As the video from CHOW points out, the best thing to do is to use this technique immediately after you use the blender, before anything has a chance to dry out. Sometimes, though, you have to do things like walk the dog or get to work on time, so that's not always possible.
Also, this quick cleaning method should not be the only cleaning you do when you're working with eggs, milk, or any other dairy products. For that, you'll need to do some extra scrubbing, or move onto the next method.
We've found that a blender that's really got some dried-out gunk stuck under the blades benefits from soaking in a mix of warm, soapy water and a tablespoon of white vinegar or even some kind of oxygen bleach (like OxiClean, the stuff you use in your laundry) for a few hours or overnight, depending on how bad the mess is.
Then you can try running the blender with a fresh batch of soapy water. This will remove most of the gunk, but you may still need to get in there with a scrubby sponge.
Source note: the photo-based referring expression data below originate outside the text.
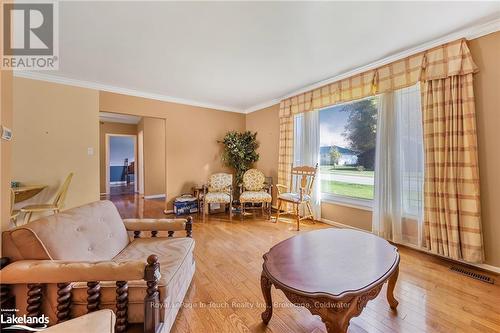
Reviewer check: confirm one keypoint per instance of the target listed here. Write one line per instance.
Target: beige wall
(154, 155)
(54, 126)
(192, 132)
(110, 128)
(266, 123)
(5, 147)
(486, 54)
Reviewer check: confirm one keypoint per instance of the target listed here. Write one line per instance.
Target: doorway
(121, 164)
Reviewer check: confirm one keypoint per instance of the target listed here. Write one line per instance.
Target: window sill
(363, 204)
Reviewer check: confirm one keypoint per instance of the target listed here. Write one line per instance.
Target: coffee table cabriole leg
(390, 289)
(265, 285)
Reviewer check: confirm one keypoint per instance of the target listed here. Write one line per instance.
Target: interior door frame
(108, 176)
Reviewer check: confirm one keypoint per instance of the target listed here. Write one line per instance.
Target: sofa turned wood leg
(63, 301)
(34, 308)
(189, 226)
(152, 299)
(93, 296)
(121, 306)
(5, 295)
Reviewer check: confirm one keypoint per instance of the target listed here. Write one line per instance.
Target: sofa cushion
(91, 232)
(176, 266)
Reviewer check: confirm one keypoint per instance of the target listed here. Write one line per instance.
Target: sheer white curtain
(399, 168)
(306, 151)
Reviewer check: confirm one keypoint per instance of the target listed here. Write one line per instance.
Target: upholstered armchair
(219, 190)
(254, 189)
(87, 258)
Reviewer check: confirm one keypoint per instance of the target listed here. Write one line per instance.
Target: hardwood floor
(225, 293)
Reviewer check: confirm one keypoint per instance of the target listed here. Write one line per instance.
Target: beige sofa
(70, 252)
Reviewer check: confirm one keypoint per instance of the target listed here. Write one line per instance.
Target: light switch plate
(6, 133)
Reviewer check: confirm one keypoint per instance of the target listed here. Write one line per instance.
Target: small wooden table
(331, 272)
(25, 192)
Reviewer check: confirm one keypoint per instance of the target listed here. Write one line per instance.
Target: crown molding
(119, 90)
(261, 106)
(469, 33)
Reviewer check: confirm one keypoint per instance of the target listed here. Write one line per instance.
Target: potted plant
(240, 152)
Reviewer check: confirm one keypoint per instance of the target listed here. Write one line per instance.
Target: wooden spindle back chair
(299, 192)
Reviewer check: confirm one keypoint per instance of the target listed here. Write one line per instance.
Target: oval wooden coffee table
(331, 272)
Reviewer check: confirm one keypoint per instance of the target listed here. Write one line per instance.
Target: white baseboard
(154, 196)
(486, 267)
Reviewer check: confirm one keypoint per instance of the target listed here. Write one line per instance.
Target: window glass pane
(347, 148)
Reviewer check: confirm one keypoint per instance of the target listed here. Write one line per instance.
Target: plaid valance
(447, 60)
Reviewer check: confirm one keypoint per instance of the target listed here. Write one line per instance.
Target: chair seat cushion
(255, 196)
(293, 197)
(217, 197)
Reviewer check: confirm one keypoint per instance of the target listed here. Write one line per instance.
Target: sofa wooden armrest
(155, 225)
(59, 271)
(102, 321)
(36, 273)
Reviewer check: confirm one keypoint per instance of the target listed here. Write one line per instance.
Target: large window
(347, 150)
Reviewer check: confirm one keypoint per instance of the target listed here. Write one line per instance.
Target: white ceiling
(118, 118)
(235, 55)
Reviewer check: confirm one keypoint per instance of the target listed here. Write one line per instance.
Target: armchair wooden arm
(36, 273)
(281, 188)
(155, 225)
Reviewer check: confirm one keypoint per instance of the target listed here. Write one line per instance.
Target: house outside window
(347, 152)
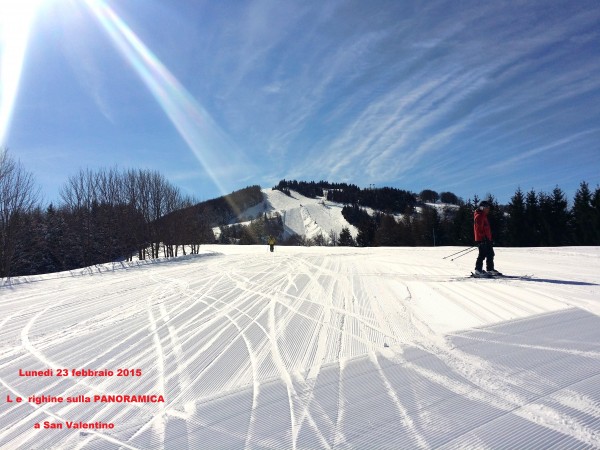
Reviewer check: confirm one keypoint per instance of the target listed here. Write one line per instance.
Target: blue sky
(470, 97)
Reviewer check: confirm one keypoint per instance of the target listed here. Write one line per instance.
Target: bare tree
(18, 197)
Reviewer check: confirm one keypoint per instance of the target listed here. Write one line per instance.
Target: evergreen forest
(111, 215)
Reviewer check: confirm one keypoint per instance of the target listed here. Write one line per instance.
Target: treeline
(104, 216)
(529, 220)
(112, 215)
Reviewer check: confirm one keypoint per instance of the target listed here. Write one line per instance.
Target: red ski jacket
(481, 226)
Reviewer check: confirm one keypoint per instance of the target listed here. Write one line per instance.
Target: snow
(309, 347)
(308, 217)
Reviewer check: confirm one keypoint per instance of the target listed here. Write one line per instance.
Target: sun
(16, 20)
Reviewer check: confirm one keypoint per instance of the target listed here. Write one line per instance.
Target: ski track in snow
(311, 348)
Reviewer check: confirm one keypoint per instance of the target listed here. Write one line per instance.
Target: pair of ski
(500, 276)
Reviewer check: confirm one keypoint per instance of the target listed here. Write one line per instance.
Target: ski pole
(463, 250)
(470, 249)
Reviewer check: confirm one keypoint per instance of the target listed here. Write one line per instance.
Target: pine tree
(584, 217)
(516, 223)
(532, 231)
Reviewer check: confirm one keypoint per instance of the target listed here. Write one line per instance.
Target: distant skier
(483, 239)
(271, 243)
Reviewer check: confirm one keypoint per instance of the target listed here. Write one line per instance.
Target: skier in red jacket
(483, 239)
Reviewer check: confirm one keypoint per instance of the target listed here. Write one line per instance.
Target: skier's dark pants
(486, 251)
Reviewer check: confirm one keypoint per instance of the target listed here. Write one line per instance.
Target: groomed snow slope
(309, 348)
(308, 217)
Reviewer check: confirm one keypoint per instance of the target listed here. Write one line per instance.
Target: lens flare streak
(208, 143)
(16, 19)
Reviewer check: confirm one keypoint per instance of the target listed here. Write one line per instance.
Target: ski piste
(500, 276)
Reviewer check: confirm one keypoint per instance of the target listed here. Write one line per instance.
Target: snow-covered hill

If you've got dried-up stuff that somehow crept down into the cracks between the plastic (or glass) container of the blender and the plastic base, it's a little more work. Soaking the jar of the blender will help loosen that stuff up, but if it's really dried out, you may need cotton swabs or an old toothbrush to get that area clean.
Rubbing alcohol or hydrogen peroxide can help with really tough bits that won't come off. On some models, you can unscrew the blades and base from the blender's container entirely. If so, then you can soak them overnight or run them through the dishwasher.
If you've never done this before, the threads could be fairly gunked up, requiring a good amount of elbow grease to untwist. Once you get it loose, you'll never not take it apart again.
Just remember that anything that's connected to a cord that plugs in should never be submerged in water (we know you know this, but it never hurts to repeat).
The good news is that the technique worked very well on the mini food processor, especially when it came to cleaning the inside of the blade shaft and the inner ring of the Cusinart jar. The bad news is that it was only useful right after the Cusinart had been used.
Letting food dry, soaking the Cusinart bowl and blades, and then running it with soapy water got most of the gunk off, but we still had to go in there and do the fine detail work by hand, especially inside the blade shaft. Since the blade shaft snaps over the inner tube of the Cusinart jar, those parts aren't exposed to enough soapy water to make the process truly self-cleaning.
As for the juicer, this technique was kind of a wash (literally). While it did clean out much of the fruit and veggie pulp caught in the fine-mesh sieve (this is the part that usually needs a lot of scrubbing by hand), running the juicer with soapy water meant that a lot of the water leaked into the base of the juicer, where the electric motor is housed.
It's not worth potentially ruining your juicer just to save a few minutes of cleaning time, in our opinion.